Between August and December 2024, reports emerge of violence against minority communities, particularly Hindus and Ahmadiyyas. Reports indicate that over 2,200 incidents of violence occurred during this period, including attacks on 152 temples resulting in the death of 23 individuals. The attacks drew condemnation from Indian Foreign Minister S. Jaishankar, who urged the interim government to "take decisive action" to protect minority communities. Particular incidents, such as the Hazari Lane violence in Chattogram and the Murder of Saiful Islam Alif is perceived to be some of the cause of these violence.

On 9 August, the Bangladesh Hindu Jagran Mancha organized a protest in Dhaka condemning the attacks on Hindus. The group called for the establishment of a Ministry of Minorities and a Minority Protection Commission, the implementation of strict laws against attacks on minorities, and a 10% quota in parliament for minority groups. Protests against anti-Hindu attacks were also held in Tangail and Khulna.

=== Awami League demonstration ===
On 9 August, thousands of Awami League supporters staged a two-hour blockade on a section of the Dhaka–Khulna highway in Gopalganj, demanding Sheikh Hasina's return. The next day, an intervention by the army to disperse the protestors escalated into a confrontation. The clash resulted in 15 individuals being injured and an army vehicle being set ablaze.

=== Resistance Week ===
On 13 August, the Students Against Discrimination announced a campaign called "Resistance Week", centred around four key demands. These demands included the creation of a special tribunal for the speedy trials of the July massacre during the quota reform and non-cooperation movements; justice for the attacks on minorities following Sheikh Hasina's resignation; the removal of government officials who supported the government, opposed the movement and suppressed the activists; and ensuring equality for discriminated officials in government sectors.

=== Occupation of Dhanmondi 32 ===
On 15 August protesters occupied the Dhanmondi 32 area of Dhaka to prevent Awami League supporters from marching to Sheikh Mujibur Rahman's residence to commemorate the anniversary of his assassination in 1975, a day designated by the Hasina administration as a National Day of Mourning. Thirty people were held by protesters on suspicion of association with the Awami League, particularly those who were found to be carrying images of Sheikh Mujibur or other information relating to the Awami League in their possession or on mobile phones. Protesters were also accused of harassing journalists filming the event following complaints by correspondents from Reuters, The New York Times, and other media outlets. An Awami League activist was injured in the incident and later succumbed of his injuries on 30 August.

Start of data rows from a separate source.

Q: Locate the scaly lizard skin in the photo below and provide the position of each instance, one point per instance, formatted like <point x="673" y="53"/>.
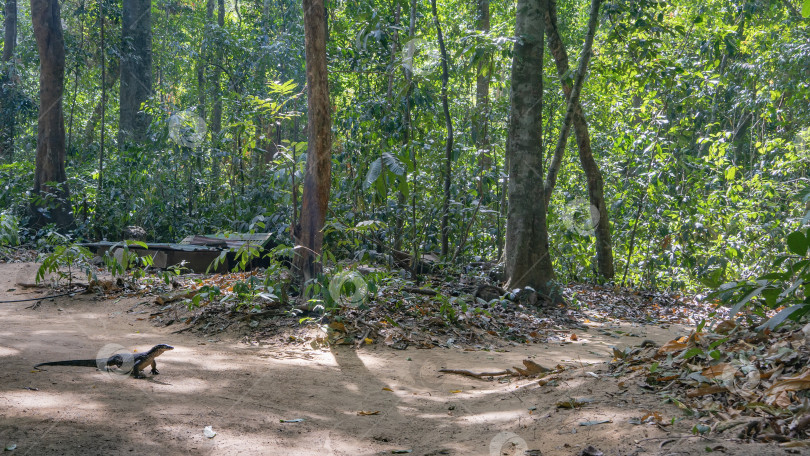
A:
<point x="139" y="361"/>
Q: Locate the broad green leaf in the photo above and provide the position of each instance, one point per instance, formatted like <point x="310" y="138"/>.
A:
<point x="374" y="171"/>
<point x="783" y="315"/>
<point x="744" y="301"/>
<point x="797" y="243"/>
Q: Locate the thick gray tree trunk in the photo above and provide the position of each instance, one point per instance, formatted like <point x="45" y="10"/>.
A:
<point x="136" y="70"/>
<point x="51" y="198"/>
<point x="527" y="254"/>
<point x="318" y="175"/>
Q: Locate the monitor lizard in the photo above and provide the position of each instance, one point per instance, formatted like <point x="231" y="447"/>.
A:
<point x="138" y="361"/>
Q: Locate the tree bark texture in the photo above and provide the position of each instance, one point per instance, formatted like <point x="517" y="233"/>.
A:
<point x="448" y="147"/>
<point x="596" y="185"/>
<point x="136" y="70"/>
<point x="572" y="99"/>
<point x="9" y="97"/>
<point x="318" y="175"/>
<point x="527" y="254"/>
<point x="112" y="72"/>
<point x="480" y="125"/>
<point x="51" y="202"/>
<point x="216" y="111"/>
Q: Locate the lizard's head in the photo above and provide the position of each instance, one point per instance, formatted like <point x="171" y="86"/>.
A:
<point x="160" y="348"/>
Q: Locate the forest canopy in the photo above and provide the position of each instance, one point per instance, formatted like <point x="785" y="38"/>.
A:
<point x="195" y="121"/>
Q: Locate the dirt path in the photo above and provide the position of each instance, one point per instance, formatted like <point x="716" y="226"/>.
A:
<point x="244" y="391"/>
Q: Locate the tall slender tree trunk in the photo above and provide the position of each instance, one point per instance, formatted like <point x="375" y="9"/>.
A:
<point x="111" y="74"/>
<point x="448" y="146"/>
<point x="596" y="185"/>
<point x="216" y="111"/>
<point x="318" y="175"/>
<point x="8" y="84"/>
<point x="51" y="202"/>
<point x="527" y="254"/>
<point x="480" y="126"/>
<point x="136" y="70"/>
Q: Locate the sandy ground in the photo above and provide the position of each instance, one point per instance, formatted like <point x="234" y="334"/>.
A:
<point x="243" y="392"/>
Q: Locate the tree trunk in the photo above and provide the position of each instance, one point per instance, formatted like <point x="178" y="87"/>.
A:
<point x="318" y="175"/>
<point x="8" y="110"/>
<point x="448" y="147"/>
<point x="596" y="185"/>
<point x="527" y="254"/>
<point x="111" y="75"/>
<point x="480" y="125"/>
<point x="136" y="70"/>
<point x="216" y="111"/>
<point x="51" y="198"/>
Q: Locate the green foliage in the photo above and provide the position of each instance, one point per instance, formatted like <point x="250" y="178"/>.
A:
<point x="698" y="118"/>
<point x="787" y="286"/>
<point x="65" y="258"/>
<point x="9" y="230"/>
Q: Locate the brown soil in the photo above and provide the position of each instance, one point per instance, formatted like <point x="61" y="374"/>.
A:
<point x="244" y="391"/>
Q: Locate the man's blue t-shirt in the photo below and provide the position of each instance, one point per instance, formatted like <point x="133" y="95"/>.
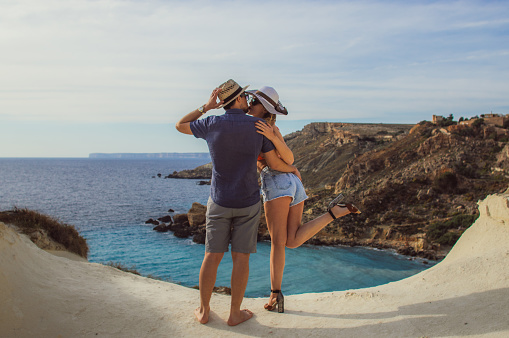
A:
<point x="234" y="147"/>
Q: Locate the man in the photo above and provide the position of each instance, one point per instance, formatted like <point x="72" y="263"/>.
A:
<point x="233" y="209"/>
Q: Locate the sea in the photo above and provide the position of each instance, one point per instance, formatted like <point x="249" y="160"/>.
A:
<point x="109" y="200"/>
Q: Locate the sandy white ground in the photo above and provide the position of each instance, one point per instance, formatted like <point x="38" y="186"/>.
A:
<point x="467" y="294"/>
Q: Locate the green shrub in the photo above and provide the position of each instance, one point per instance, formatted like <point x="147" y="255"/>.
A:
<point x="449" y="238"/>
<point x="446" y="182"/>
<point x="65" y="234"/>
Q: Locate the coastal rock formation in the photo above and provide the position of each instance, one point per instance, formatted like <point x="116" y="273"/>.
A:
<point x="417" y="186"/>
<point x="463" y="295"/>
<point x="201" y="172"/>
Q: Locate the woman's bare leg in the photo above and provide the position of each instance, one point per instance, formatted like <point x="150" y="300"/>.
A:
<point x="276" y="214"/>
<point x="298" y="234"/>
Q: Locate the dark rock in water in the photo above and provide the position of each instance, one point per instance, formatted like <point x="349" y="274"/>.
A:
<point x="218" y="289"/>
<point x="161" y="228"/>
<point x="199" y="238"/>
<point x="196" y="214"/>
<point x="166" y="219"/>
<point x="180" y="218"/>
<point x="152" y="221"/>
<point x="201" y="172"/>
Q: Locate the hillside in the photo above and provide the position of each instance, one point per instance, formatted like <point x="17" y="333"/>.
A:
<point x="323" y="150"/>
<point x="418" y="193"/>
<point x="417" y="186"/>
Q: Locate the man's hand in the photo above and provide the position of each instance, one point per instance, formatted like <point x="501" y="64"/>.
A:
<point x="296" y="172"/>
<point x="184" y="125"/>
<point x="266" y="130"/>
<point x="212" y="102"/>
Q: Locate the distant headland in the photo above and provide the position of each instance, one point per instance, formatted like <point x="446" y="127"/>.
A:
<point x="204" y="156"/>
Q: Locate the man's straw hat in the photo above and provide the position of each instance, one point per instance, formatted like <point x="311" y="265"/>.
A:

Bangladesh Nationalist Party also called for a nationwide sit-in on 15 and 16 August, demanding that Sheikh Hasina be put on trial for genocide in connection with the killings of protesters.

===Ansar protest===

On 25 August 2024, a faction of the Bangladesh Ansar, a paramilitary force responsible for securing government installations and assisting law enforcement, protested at the Bangladesh Secretariat. They demanded the nationalisation of their jobs and the abolition of the six-month "rest system", a mandatory leave period after three consecutive years of work. Jahangir Alam Chowdhury, Home Affairs Advisor of the interim government, met with the protesters, announcing a preliminary decision to abolish the rest system. He also assured them that a forthcoming committee would review their demand for job nationalisation. Despite this, the Ansar members were dissatisfied due to the lack of immediate guarantees regarding job nationalisation. Later that day, a clash between Ansar members and a group of students resulted in 50 injuries. On 26 August 303 Ansar members were arrested for unlawful assembly, and nine Deputy Directors and ten Directors of Ansar were transferred from their posts. The DMP prohibited any rallies, meetings, or demonstrations in the vicinity of the Bangladesh Secretariat and the Chief Adviser's residence. One person later died of injuries, they sustained after being caught in the clashes on 4 September.

=== Jumma protest ===
On 20 September 2024, a protest march was organized by a Jumma students' body, starting from the Raju Sculpture and ending at Shahbag, to protest against the recent violence targeting Jumma's in Khagrachhari.

On 18 July 2025, a protest march was organised in Chattagram by Jumma bodies protesting the gangrape of a Tripuri girl in Khagrachhari by Bengali Muslims affiliated with the BNP.

=== Presidential resignation protests ===
In October 2024, during a conversation with Manab Zamin's Chief Editor, Matiur Rahman Chowdhury, the President Mohammed Shahabuddin, quoted that,

"I tried to collect the resignation letter many times but failed. Maybe she did not get the time. When things came under control, one day the cabinet secretary came to collect the copy of the resignation letter. I told him that I too am looking for it."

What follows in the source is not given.